Recently, our company participated in the project “Key Technologies and Applications for Enhancing the Safety and Resilience of Large-Span Steel Cable-Supported Bridges”, which was awarded the 2025 Scientific and Technological Progress Top Prize by the China Steel Structure Association. This recognition marks an important breakthrough in our core technologies for large-span bridge resilience and lays a solid foundation for our continued development in bridge structural safety.

Project Background

Large-span steel cable-supported bridges are widely used in river crossings, sea spans, and deep canyon crossings. However, their safety and resilience under extreme events such as strong earthquakes, high winds, fires, as well as operational loads including temperature variations and heavy traffic, need urgent enhancement. This project actively responds to national strategic needs and builds on sustained support from the National Natural Science Foundation, the National 863 Program, the National Key R&D Program, and major transportation science and technology projects. It focuses on key challenges including resilient structural systems for large-span steel cable-supported bridges, novel high-toughness structures, efficient aerodynamic measures, and cable fire-resistance technologies. Through theoretical analysis, numerical simulation, model testing, field measurement, device development, and engineering verification, the project has achieved a series of innovative results.

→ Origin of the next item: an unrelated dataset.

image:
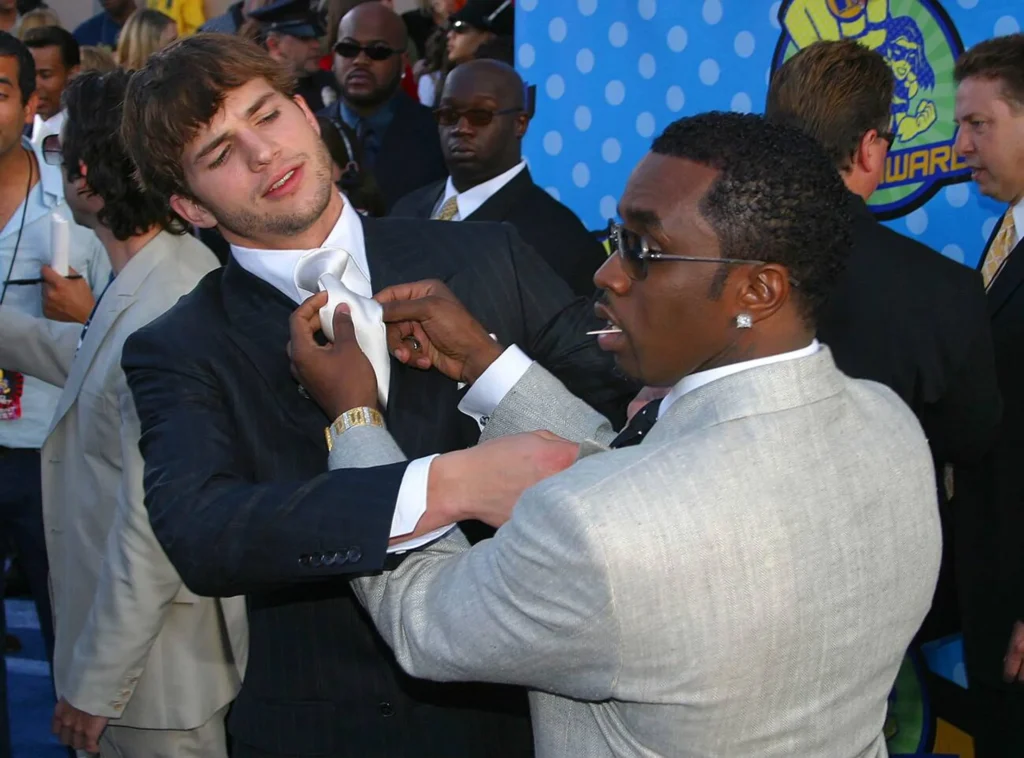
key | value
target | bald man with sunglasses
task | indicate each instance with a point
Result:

Figure 1: Project background and key technical innovation requirements

Innovative Achievements

1. Resilient Structural System Technology for Large-Span Steel Cable-Supported Bridges

The project proposed a multifunctional, adaptive static-dynamic resilience structural system for longitudinal, transverse, and vertical directions, along with corresponding design methodologies. Our company contributed to the development of new devices, including multifunctional static-limit and dynamic damping intelligent dampers, achieving over 15% reduction in tower base internal forces, more than 90% reduction in cumulative displacement at girder ends, and enhanced resilience under combined earthquake, traffic, and temperature effects.

Figure 2: Representative achievements in structural system resilience enhancement

2. Structural Safety and Resilience Enhancement Technology

New structural types were developed, including integrated and segmented streamlined steel-box–concrete deck composite girders and steel-truss–concrete deck composite girders with wind nozzles, achieving more than 4.9 times improvement in deck fatigue life. The project also developed new steel–concrete composite pylons and interface connections, proposing a design method that accounts for steel-cell confinement effects on concrete. As a result, pylon load-bearing capacity and ductility both improved by over 15%.

3. Wind-Resistant Resilience Technology for Main Girders

The project revealed the energy dissipation mechanism of horizontal aerodynamic control flaps in suppressing flutter and proposed an energy-based method for multi-mode coupled flutter analysis. Efficient aerodynamic control technologies were developed, including steel-truss horizontal flaps with central slots and segmented steel-box vortex suppression gratings, increasing critical flutter wind speed by over 30% and reducing vortex-induced vibration amplitude by more than 60%.

4. Fire-Resistant Cable Resilience Technology

The project proposed rapid inversion models for cable temperatures under fire, post-fire cable damage detection, and safety assessment methods. High-performance aerogel composite fibers and environmentally friendly flame-retardant, solvent-free nano-enhanced coatings were developed. An integrated cable–clamp–anchor system fire-protection scheme was established, ensuring that cable temperatures remain below 300°C for 90 minutes under hydrocarbon fires reaching 1100°C.

Promotion and Application

The project’s outcomes have been applied in major domestic and international projects, including the Shenzhen–Zhongshan Corridor, Balinghe Bridge, Nansha Bridge, and four bridges in Panama, generating significant economic and social benefits. These results break through key technological bottlenecks in enhancing cable-supported bridge resilience, support high-quality construction and maintenance of major projects, advance industry-wide technical progress, and align with the “Strong Transportation Nation” strategy and the Belt and Road Initiative, showcasing China’s bridge engineering capabilities globally.

Figure 3: Representative engineering applications

Conclusion

From fast-developing urban infrastructure to large-span bridges spanning mountains, rivers, and seas, our solutions continue to provide reliable performance across numerous projects. This award recognizes our long-term commitment to R&D and quality improvement. Looking ahead, we will continue to innovate and contribute, writing more chapters of achievement for the Datong team.